By Corinne Murdock |
Arizona’s school choice program appears to have been undermined by neglect from former leadership, based on details of the program’s inherited state by the new administration.
AZ Free News spoke with Christine Accurso this week about the inherited state of the ESA Program, of which Accurso is the newly appointed executive director. Accurso hit the ground running when she began working for ADE several weeks ago. She walked in to find the ESA Program, left behind by former Superintendent Kathy Hoffman, severely understaffed and drowning in nearly 171,600 unfulfilled expense requests.
Although the Arizona legislature approved 52 positions to run the ESA Program, there were only 17 on the scene when Accurso arrived. That’s less than one-third of the staff that the ESA Program was intended to have.
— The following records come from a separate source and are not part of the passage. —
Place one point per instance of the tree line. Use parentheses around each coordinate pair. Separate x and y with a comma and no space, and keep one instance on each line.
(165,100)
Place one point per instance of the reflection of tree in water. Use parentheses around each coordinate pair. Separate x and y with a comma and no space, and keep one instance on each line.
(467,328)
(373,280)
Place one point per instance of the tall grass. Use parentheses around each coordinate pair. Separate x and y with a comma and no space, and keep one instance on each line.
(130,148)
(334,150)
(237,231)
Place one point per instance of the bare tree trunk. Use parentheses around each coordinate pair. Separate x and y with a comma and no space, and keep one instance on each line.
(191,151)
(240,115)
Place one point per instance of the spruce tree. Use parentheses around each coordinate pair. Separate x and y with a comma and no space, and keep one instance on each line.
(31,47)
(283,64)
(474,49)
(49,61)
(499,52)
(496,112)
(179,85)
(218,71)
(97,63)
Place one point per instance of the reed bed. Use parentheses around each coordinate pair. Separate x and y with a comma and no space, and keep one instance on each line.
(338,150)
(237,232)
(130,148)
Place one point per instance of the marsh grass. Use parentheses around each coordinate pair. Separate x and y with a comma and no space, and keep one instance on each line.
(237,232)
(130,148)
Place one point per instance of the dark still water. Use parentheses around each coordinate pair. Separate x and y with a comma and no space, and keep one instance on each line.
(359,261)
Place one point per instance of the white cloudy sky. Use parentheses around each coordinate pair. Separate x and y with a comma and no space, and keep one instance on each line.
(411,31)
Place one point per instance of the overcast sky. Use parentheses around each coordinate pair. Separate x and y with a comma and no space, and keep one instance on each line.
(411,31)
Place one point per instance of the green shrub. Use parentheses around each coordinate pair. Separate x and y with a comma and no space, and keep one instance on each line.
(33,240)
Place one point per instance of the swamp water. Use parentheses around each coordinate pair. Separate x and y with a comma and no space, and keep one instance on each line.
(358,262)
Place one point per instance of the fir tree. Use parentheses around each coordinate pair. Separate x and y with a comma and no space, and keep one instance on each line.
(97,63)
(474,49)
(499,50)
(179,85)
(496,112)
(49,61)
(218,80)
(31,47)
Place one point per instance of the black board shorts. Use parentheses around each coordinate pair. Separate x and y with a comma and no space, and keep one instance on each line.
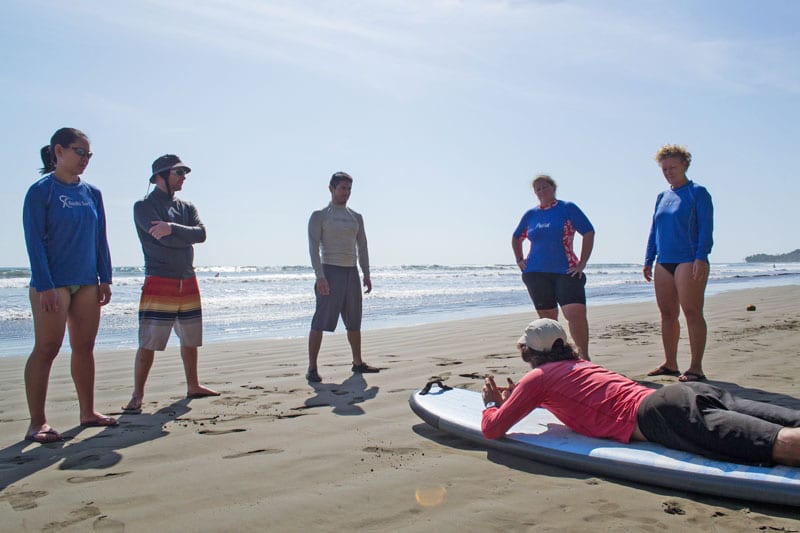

However, Accurso expressed confidence that merely doubling the team from 17 to 34 would be enough to run the program well for the meantime.
“We have less than half of the team we need to run this program,” said Accurso. “We will begin hiring soon and look forward to at least doubling our team to serve the families of Arizona well.”
ADE was severely understaffed despite receiving an additional $2.2 million last summer to hire 26 workers. Even with this funding, ADE undertook measures to minimize ESA Program operations. This included limiting call helpline hours to between 10 am to 2 pm.
Accurso said that her first hire was an individual who answers parents’ calls. The ESA Program failed to have a responsive helpline under Hoffman’s administration. Last year, parents who attempted to call the program helpline were met with an automated voice rejecting their call due to “excessive call volumes” and automatically hanging up with no promise of a call back.
These weren’t the only issues Accurso noticed. Ahead of her arrival, Accurso noted that odd expenses were given approval following Hoffman’s loss to current Superintendent Tom Horne.
That was far from the first time that odd expenses were given approval under Hoffman’s administration. Democratic state legislators argued that the program wasted taxpayer dollars through its allowable expenses. During a House committee hearing last year, Democrats questioned why items like bouncy castles and tonal home gyms, costing thousands, were approved. Republican committee members reminded their Democratic colleagues that Hoffman, a fellow Democrat, had approved these and other questionable items as allowable expenses.
In under three weeks, Accurso’s team approved nearly 24,700 of the unfulfilled requests after verifying the proper documentation was submitted, amounting to $22.2 million for things like private schooling, tutoring, and curriculum dating back to last November.
If the remaining 146,900 requests run a similar average in cost to the 24,700 approved requests (around $880 each), the ADE may owe over $129.2 million. The new administration paid 1,500 tutors who’d been awaiting paychecks for months under Hoffman, as well as reimbursement owed to a “small school” who’d been forced to consider a bank loan for their expenses due to Hoffman’s administration delaying their payment.
“We are reviewing all of the categories and our team, with ‘all hands on deck’ are getting through those as quickly as possible,” said Accurso. “These first orders were private school tuition payments and tutors of core subjects.”
Accurso noted that her team is not only working through old applications — they receive an average of about 130 new applications each day. Accurso stated that they have 949 pending applications.
“Yesterday we got around 200 applications. Right now my staff is working on a total of 990 applications from the weekend through yesterday. That’s why I’m hiring very quickly,” explained Accurso.
Accurso said that another one of her first actions was to replace the former administration’s allowable expenses list on the website with one that aligns with state statute. (The former list is archived here).
Prior to becoming ADE’s executive director, Accurso was an ESA parent burned by its poor administration. During Hoffman’s first year in office, Accurso and other parents were kept out of the program when the ADE failed to follow admission deadlines set by statute. Accurso gained national attention after her experience of spending hours each week on hold for over two months went viral.
Current Superintendent Tom Horne said in a statement earlier this month that the ADE’s previous administration of the ESA Program was unacceptable.
“When I took office, the commitment I made is that the Arizona Department of Education is a service organization committed to raising academic outcomes and empowering parents,” said Horne. “On my first day on the job, I demonstrated my resolve to fulfill that mission. Delays and inefficiencies of this kind are unacceptable and won’t be repeated.”
The decline of the ESA Program shouldn’t elicit much surprise. Since first campaigning for the position in 2018, former Superintendent Kathy Hoffman openly criticized the Empowerment Scholarship Account (ESA) Program. During her re-election campaign, Hoffman claimed that the ESA Program had “zero accountability” while signing a petition to undo universal school choice.
The ADE said that nearly 46,000 students have joined the ESA Program as of Tuesday. Despite Governor Katie Hobbs’ intention on rolling back the program, the GOP-controlled legislature has no plans to do so.
Sen. President Warren Petersen told KTAR that there wasn’t a chance that school choice would be rolled back.